Whether you have hauled animals for years or are new to hauling it pays to keep the basics in mind. It doesn’t matter if you’re hauling cattle to the next state, horses to a show, pigs to market or sheep and goats to sales these basics can help save money, time and animals.

This can boil down to 7 check points and 5 considerations which, if done every time you slide into the rig, can reduce the problems and increase the safety.

Check lights: Make sure headlights, tail lights, turn signals, running lights and brake lights are working. This might be as simple as a loose connection or a blown light but checking these things, and repairing if needed as soon as possible, makes for a safer time on the road.

Check brakes: Make sure brakes and emergency brakes are in working order every time. With a load behind you pushing the brakes are critical. Don’t risk your safety or that of the load by neglecting the brakes.

Check hitch, chains: This can take just a moment but it’s not unheard of for a hitch to come loose, with disastrous results. If you have stopped for fuel or a meal or even just for a short break always check before you take off.

Check door: This seems obvious but having seen a livestock trailer with horses inside and the sliding door open perhaps it’s not! Again – any time you stop gives activists or pranksters a chance to release the latch on the door. Make sure it’s secured every time.

Check tires: Check tires regularly for wear and for damage. Sometimes a bad tire with pieces missing or damage to it can be replaced before it leaves you stranded along the highway with a loaded trailer.

Check animals: This is easier with a handful of animals than a semi-trailer, but take a peek at the animals.

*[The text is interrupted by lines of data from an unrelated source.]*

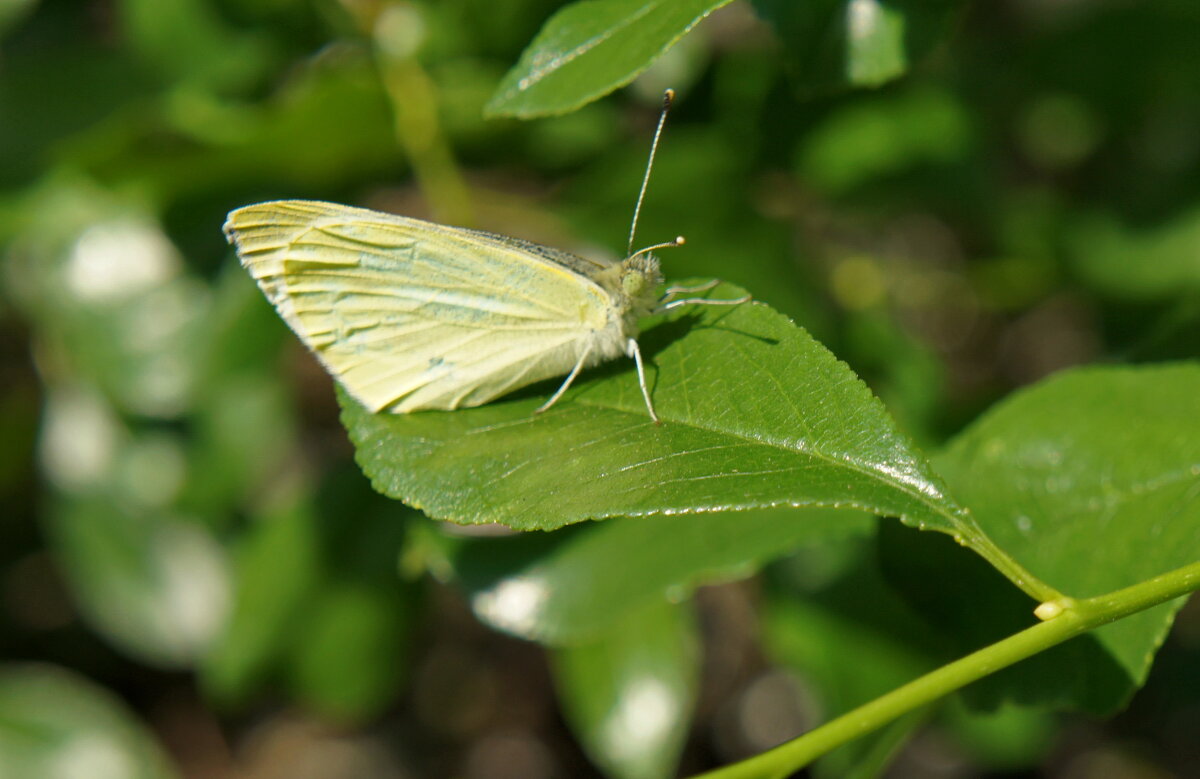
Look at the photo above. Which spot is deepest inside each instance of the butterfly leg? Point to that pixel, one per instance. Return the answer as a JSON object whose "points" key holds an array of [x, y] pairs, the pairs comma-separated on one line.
{"points": [[634, 352], [702, 301], [567, 382], [671, 292]]}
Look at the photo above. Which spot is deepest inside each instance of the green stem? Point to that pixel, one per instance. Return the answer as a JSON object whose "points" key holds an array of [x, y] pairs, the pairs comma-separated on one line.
{"points": [[1071, 618], [1014, 571]]}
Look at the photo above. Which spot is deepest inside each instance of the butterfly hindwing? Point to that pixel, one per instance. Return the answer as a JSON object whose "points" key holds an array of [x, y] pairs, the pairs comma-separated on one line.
{"points": [[409, 315]]}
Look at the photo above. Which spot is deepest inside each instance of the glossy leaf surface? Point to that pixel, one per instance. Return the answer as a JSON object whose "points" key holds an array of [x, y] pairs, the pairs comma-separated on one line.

If there are injuries give the receiving end warning or deal with the situation there, depending on the situation. Make sure the animals are comfortable as much as can be during transport.

Check attitude: We cannot change other drivers but can change how we approach it. We don’t know who or what that other driver is. It may be a tired single mom heading home after working 12 hours but it might also be someone who is reckless and has less regard for you than the animals you’re hauling. Use safety precautions, be rested and alert and remember that your load is alive and shifts much differently than ‘dead weight’ tied down.

Consider weather: Snowy, sunny (especially driving into the sun), hot and cold can all make a difference not only in the road conditions but the comfort and safety of the animals aboard.

Consider temperature: Very hot or very cold temperatures can affect the animals on board. In hot weather don’t rely on moving in order to maintain a safe temperature for the animals you have on. Pigs, for example, cannot tolerate heat and often are hauled at night for this reason.

Consider distance: While there are many safety issues the same whether you’re driving 100 miles or 1000 there are generally longer days with longer trips. Consider whether at any point you will need to unload animals to rest and drink and where that would best be done.

Consider animals: Keeping the animals safe in transport is important for them to arrive in good condition. With horses use extra care in hauling stallions especially if mares are also on board. With fuel and transportation costs there sometimes can be a conflict between getting as many as possible on board with not overcrowding or endangering the animals on board. Animals that are pressed in so tightly they can’t stand normally often mean the possibility of animals falling and getting trampled.

Consider documentation: Have a dashboard camera, a good digital camera and accurate records that are kept up to date. Keep equipment maintained and document it. Keep documentation of how many shipped, how many arrived safely and other factors that establishes a good record as well as pointing out in what areas you need to improve.

These things take but a couple minutes to do but can save you time and money. Be safe!